Cooperative Development (CD) is favored when alignment is easy and timelines are longer. [...]

Strategic Advantage (SA) is more favored when alignment is easy but timelines are short (under 5 years)

I somewhat disagree with this. CD is favored when alignment is easy with extremely high probability. A moratorium is better given even a modest probability that alignment is hard, because the downside to misalignment is so much larger than the downside to a moratorium.[1] The same goes for SA—it’s only favored when you are extremely confident about alignment + timelines.

[1] Unless you believe a moratorium has a reasonable probability of permanently preventing friendly AI from being developed.
- MichaelDickens Dec 5, 2024, 1:31 AM
  10 points
  4
  Parent
  Also, I don’t feel that this article adequately addressed the downside of SA that it accelerates an arms race. SA is only favored when alignment is easy with high probability and you’re confident that you will win the arms race, and you’re confident that it’s better for you to win than for the other guy[1], and you’re talking about a specific kind of alignment where an “aligned” AI doesn’t necessarily behave ethically, it just does what its creator intends.
  
  [1] How likely is a US-controlled (or, more accurately, Sam Altman/Dario Amodei/Mark Zuckerberg-controlled) AGI to usher in a global utopia? How likely is a China-controlled AGI to do the same? I think people are too quick to take it for granted that the former probability is larger than the latter.
  - Sammy Martin Dec 11, 2024, 11:32 AM
    4 points
    0
    Parent
    We do discuss this in the article and tried to convey that it is a very significant downside of SA. All 3 plans have enormous downsides though, so a plan posing massive risks is not disqualifying. The key is understanding when these risks might be worth taking given the alternatives.

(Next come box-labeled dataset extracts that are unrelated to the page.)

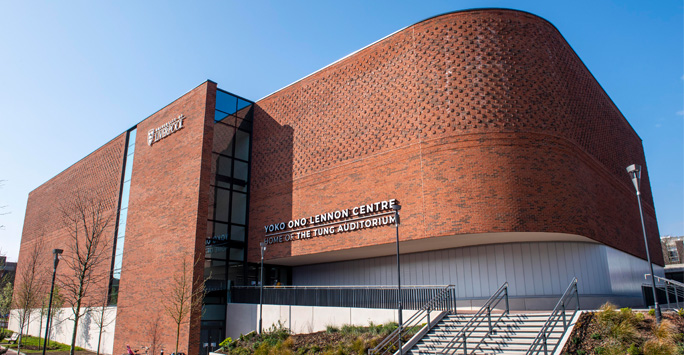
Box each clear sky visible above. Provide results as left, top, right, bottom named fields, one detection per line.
left=0, top=0, right=684, bottom=260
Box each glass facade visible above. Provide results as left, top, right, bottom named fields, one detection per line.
left=200, top=89, right=253, bottom=354
left=108, top=128, right=137, bottom=306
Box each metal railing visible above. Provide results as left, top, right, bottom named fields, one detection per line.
left=230, top=285, right=456, bottom=311
left=368, top=285, right=456, bottom=354
left=644, top=274, right=684, bottom=308
left=438, top=282, right=510, bottom=355
left=525, top=277, right=579, bottom=355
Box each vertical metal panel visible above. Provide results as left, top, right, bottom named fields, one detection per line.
left=454, top=248, right=472, bottom=298
left=539, top=243, right=553, bottom=295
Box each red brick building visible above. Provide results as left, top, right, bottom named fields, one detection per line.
left=12, top=9, right=663, bottom=354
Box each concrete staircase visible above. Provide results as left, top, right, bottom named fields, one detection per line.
left=406, top=312, right=563, bottom=355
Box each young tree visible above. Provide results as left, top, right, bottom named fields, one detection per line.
left=13, top=238, right=48, bottom=353
left=38, top=285, right=64, bottom=348
left=60, top=194, right=113, bottom=355
left=0, top=282, right=14, bottom=319
left=89, top=290, right=115, bottom=355
left=0, top=249, right=14, bottom=326
left=145, top=310, right=164, bottom=355
left=163, top=255, right=205, bottom=354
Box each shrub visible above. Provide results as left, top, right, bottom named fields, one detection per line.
left=351, top=337, right=367, bottom=355
left=644, top=339, right=677, bottom=355
left=0, top=328, right=14, bottom=340
left=325, top=325, right=340, bottom=333
left=619, top=308, right=637, bottom=325
left=610, top=320, right=637, bottom=344
left=634, top=313, right=646, bottom=323
left=219, top=337, right=233, bottom=348
left=653, top=319, right=676, bottom=342
left=627, top=343, right=641, bottom=355
left=341, top=324, right=363, bottom=335
left=596, top=302, right=618, bottom=323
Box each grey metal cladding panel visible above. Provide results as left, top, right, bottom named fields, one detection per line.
left=293, top=242, right=624, bottom=299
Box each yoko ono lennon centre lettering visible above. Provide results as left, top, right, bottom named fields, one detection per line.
left=264, top=199, right=397, bottom=244
left=147, top=114, right=185, bottom=146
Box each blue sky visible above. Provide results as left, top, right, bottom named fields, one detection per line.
left=0, top=0, right=684, bottom=260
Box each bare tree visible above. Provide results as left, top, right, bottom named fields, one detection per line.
left=0, top=180, right=10, bottom=229
left=13, top=238, right=48, bottom=353
left=90, top=290, right=115, bottom=355
left=163, top=255, right=205, bottom=354
left=145, top=310, right=164, bottom=355
left=60, top=194, right=113, bottom=355
left=0, top=248, right=14, bottom=326
left=38, top=285, right=64, bottom=348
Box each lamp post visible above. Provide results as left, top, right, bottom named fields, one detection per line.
left=392, top=205, right=404, bottom=354
left=627, top=164, right=663, bottom=324
left=43, top=249, right=64, bottom=355
left=259, top=242, right=266, bottom=334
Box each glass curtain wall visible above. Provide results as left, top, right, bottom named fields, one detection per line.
left=200, top=89, right=253, bottom=354
left=108, top=127, right=137, bottom=306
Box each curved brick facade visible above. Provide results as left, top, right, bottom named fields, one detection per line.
left=250, top=10, right=662, bottom=264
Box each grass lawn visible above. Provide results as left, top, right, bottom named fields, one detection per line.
left=0, top=335, right=85, bottom=354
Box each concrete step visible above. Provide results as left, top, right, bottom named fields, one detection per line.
left=407, top=312, right=570, bottom=355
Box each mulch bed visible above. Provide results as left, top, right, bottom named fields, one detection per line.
left=561, top=310, right=684, bottom=355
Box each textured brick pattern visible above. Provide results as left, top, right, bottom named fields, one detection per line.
left=15, top=134, right=126, bottom=306
left=114, top=82, right=216, bottom=355
left=249, top=10, right=662, bottom=264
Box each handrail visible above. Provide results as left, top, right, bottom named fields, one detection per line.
left=644, top=274, right=684, bottom=307
left=231, top=285, right=453, bottom=290
left=229, top=285, right=455, bottom=311
left=644, top=274, right=684, bottom=288
left=368, top=285, right=456, bottom=355
left=525, top=277, right=579, bottom=355
left=438, top=282, right=510, bottom=355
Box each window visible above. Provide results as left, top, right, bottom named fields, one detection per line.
left=667, top=244, right=679, bottom=264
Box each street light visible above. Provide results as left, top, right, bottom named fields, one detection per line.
left=259, top=242, right=266, bottom=334
left=43, top=249, right=64, bottom=355
left=392, top=205, right=403, bottom=354
left=627, top=164, right=663, bottom=323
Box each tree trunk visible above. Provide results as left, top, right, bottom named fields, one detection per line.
left=97, top=303, right=107, bottom=355
left=38, top=308, right=43, bottom=350
left=176, top=323, right=180, bottom=355
left=69, top=300, right=81, bottom=355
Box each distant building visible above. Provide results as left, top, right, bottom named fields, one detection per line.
left=660, top=236, right=684, bottom=282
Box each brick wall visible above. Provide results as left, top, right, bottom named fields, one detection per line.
left=114, top=82, right=216, bottom=355
left=14, top=134, right=126, bottom=320
left=249, top=10, right=663, bottom=264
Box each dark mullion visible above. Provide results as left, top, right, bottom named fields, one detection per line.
left=212, top=152, right=252, bottom=164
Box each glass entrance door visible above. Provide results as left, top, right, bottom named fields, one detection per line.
left=200, top=326, right=225, bottom=355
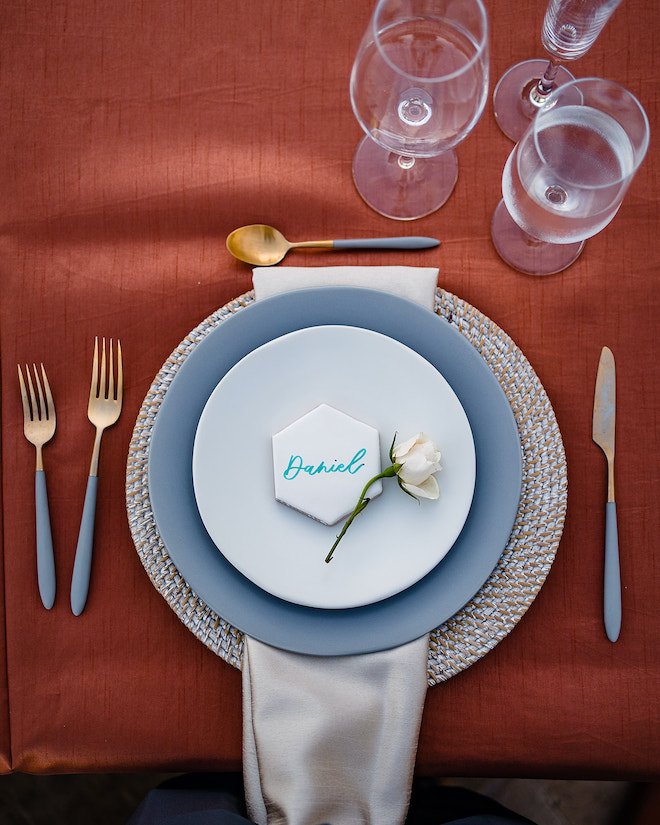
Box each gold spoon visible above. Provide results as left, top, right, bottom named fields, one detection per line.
left=227, top=223, right=440, bottom=266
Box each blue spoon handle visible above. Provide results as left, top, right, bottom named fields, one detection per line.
left=332, top=237, right=440, bottom=249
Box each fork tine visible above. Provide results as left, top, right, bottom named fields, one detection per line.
left=25, top=364, right=39, bottom=421
left=32, top=364, right=48, bottom=421
left=41, top=364, right=55, bottom=421
left=96, top=338, right=106, bottom=398
left=89, top=336, right=99, bottom=403
left=117, top=339, right=124, bottom=401
left=18, top=364, right=31, bottom=421
left=106, top=338, right=115, bottom=400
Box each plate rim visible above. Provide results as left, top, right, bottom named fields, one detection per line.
left=188, top=324, right=476, bottom=610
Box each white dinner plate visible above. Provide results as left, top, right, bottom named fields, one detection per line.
left=193, top=325, right=476, bottom=609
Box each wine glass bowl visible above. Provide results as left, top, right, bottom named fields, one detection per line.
left=493, top=0, right=622, bottom=141
left=350, top=0, right=488, bottom=220
left=491, top=78, right=649, bottom=275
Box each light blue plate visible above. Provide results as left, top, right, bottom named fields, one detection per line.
left=148, top=287, right=522, bottom=655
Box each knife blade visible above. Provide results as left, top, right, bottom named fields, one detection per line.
left=592, top=347, right=621, bottom=642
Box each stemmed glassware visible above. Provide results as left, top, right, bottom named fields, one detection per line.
left=491, top=78, right=649, bottom=275
left=350, top=0, right=488, bottom=220
left=493, top=0, right=622, bottom=141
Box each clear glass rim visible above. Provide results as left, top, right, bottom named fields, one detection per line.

    CD might be too weak if TAI is offense-dominant, regardless of regulations or cooperative partnerships, and result in misuse or misalignment catastrophe
    If GM fails it might blow any chance of producing protective TAI and hand over the lead to the most reckless actors.

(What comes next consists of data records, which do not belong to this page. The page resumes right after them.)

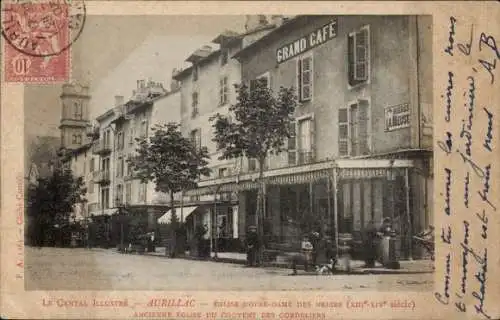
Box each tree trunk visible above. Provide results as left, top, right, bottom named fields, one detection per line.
left=169, top=191, right=177, bottom=257
left=256, top=157, right=266, bottom=263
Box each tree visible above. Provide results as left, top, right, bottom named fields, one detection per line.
left=27, top=166, right=86, bottom=245
left=210, top=80, right=297, bottom=244
left=127, top=122, right=210, bottom=230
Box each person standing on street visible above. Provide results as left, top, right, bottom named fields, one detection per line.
left=246, top=226, right=260, bottom=267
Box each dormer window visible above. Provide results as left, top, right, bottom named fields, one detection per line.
left=73, top=102, right=83, bottom=120
left=193, top=64, right=199, bottom=81
left=220, top=49, right=229, bottom=66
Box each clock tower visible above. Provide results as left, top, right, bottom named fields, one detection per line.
left=59, top=83, right=90, bottom=149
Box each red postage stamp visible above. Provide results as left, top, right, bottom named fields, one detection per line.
left=2, top=0, right=85, bottom=83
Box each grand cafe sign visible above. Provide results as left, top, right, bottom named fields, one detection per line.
left=276, top=19, right=337, bottom=63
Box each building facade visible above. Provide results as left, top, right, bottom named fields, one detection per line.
left=60, top=80, right=180, bottom=245
left=174, top=15, right=283, bottom=250
left=184, top=16, right=433, bottom=256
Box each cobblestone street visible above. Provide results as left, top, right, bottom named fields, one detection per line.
left=25, top=247, right=433, bottom=291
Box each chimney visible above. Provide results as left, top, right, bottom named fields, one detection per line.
left=271, top=14, right=285, bottom=27
left=245, top=14, right=268, bottom=31
left=115, top=96, right=124, bottom=107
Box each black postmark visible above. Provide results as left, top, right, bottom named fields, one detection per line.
left=1, top=0, right=86, bottom=57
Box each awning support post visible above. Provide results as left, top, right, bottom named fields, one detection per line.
left=333, top=168, right=339, bottom=259
left=405, top=168, right=413, bottom=260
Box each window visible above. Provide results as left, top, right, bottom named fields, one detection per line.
left=220, top=49, right=229, bottom=66
left=347, top=27, right=370, bottom=86
left=297, top=55, right=313, bottom=101
left=219, top=77, right=228, bottom=106
left=101, top=188, right=109, bottom=209
left=71, top=133, right=82, bottom=145
left=219, top=168, right=228, bottom=178
left=288, top=116, right=315, bottom=165
left=249, top=72, right=271, bottom=91
left=125, top=182, right=132, bottom=203
left=288, top=122, right=297, bottom=165
left=190, top=129, right=201, bottom=149
left=141, top=120, right=148, bottom=138
left=193, top=64, right=199, bottom=81
left=73, top=102, right=83, bottom=120
left=248, top=158, right=257, bottom=172
left=191, top=92, right=198, bottom=118
left=339, top=100, right=370, bottom=156
left=116, top=131, right=125, bottom=150
left=339, top=109, right=349, bottom=156
left=297, top=118, right=314, bottom=164
left=138, top=183, right=147, bottom=202
left=128, top=128, right=135, bottom=144
left=116, top=157, right=125, bottom=177
left=115, top=184, right=123, bottom=206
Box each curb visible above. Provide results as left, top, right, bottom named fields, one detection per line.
left=115, top=252, right=434, bottom=275
left=146, top=254, right=434, bottom=275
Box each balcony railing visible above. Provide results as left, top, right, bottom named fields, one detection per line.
left=297, top=151, right=314, bottom=165
left=92, top=140, right=111, bottom=155
left=94, top=170, right=110, bottom=184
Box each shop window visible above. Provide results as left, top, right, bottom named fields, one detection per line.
left=297, top=55, right=313, bottom=101
left=347, top=26, right=370, bottom=86
left=191, top=92, right=199, bottom=118
left=219, top=77, right=228, bottom=106
left=338, top=100, right=370, bottom=157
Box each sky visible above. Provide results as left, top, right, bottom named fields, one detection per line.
left=24, top=15, right=245, bottom=136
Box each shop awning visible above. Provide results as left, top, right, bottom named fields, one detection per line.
left=158, top=206, right=198, bottom=224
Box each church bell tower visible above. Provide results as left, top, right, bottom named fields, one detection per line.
left=59, top=83, right=90, bottom=149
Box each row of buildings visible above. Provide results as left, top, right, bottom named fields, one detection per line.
left=60, top=15, right=433, bottom=256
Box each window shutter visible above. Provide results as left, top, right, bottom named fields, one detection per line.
left=338, top=109, right=349, bottom=156
left=354, top=29, right=369, bottom=81
left=349, top=104, right=359, bottom=156
left=358, top=100, right=370, bottom=155
left=297, top=59, right=302, bottom=100
left=288, top=122, right=297, bottom=165
left=249, top=79, right=256, bottom=92
left=309, top=117, right=316, bottom=162
left=300, top=57, right=312, bottom=100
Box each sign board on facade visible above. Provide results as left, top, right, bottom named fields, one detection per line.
left=385, top=103, right=410, bottom=131
left=276, top=20, right=337, bottom=63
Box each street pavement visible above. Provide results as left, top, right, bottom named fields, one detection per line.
left=25, top=247, right=433, bottom=291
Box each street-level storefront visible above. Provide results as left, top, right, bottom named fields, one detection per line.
left=158, top=202, right=241, bottom=255
left=187, top=159, right=429, bottom=258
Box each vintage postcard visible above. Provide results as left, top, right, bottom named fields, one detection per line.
left=0, top=0, right=500, bottom=320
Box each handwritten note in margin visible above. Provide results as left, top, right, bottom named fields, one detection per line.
left=434, top=11, right=500, bottom=319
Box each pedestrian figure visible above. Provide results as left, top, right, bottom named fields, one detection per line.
left=292, top=235, right=313, bottom=275
left=246, top=226, right=260, bottom=267
left=363, top=220, right=378, bottom=268
left=309, top=231, right=320, bottom=267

    SA might directly provoke a world war or produce unaligned AGI ahead of schedule.
    SA is favored when alignment is easy or moderately difficult (e.g. at the level where interpretability probes, scalable oversight etc. help) with high probability, and you expect to win the arms race. But it doesn’t require you to be the ‘best’. The key isn’t whether US control is better than Chinese control, but whether centralized development under any actor is preferable to widespread proliferation of TAI capabilities to potentially malicious actors
    Regarding whether the US (remember on SA there’s assumed to be extensive government oversight) is better than the CCP: I think the answer is yes and I talk a bit more about why here. I don’t consider US AI control being better than Chinese AI control to be the most important argument in favor of SA, however. That fact alone doesn’t remotely justify SA: you also need easy/moderate alignment and you need good evidence than an arms race is likely unavoidable regardless of what we recommend.
- Nathan Helm-Burger Dec 6, 2024, 5:17 AM
  4 points
  −6
  Parent
  I think moratorium is basically intractable short of a totalitarian world government cracking down on all personal computers.
  
  Unless you mean just a moratorium on large training runs, in which case I think it buys a minor delay at best, and comes with counterproductive pressures on researchers to focus heavily on diverse small-scale algorithmic efficiency experiments.
  - MichaelDickens Dec 6, 2024, 7:27 PM
    1 point
    0
    Parent
    I don’t think controlling compute would be qualitatively harder than controlling, say, pseudoephedrine.
    
    (I think it would be harder, but not qualitatively harder—the same sorts of strategies would work.)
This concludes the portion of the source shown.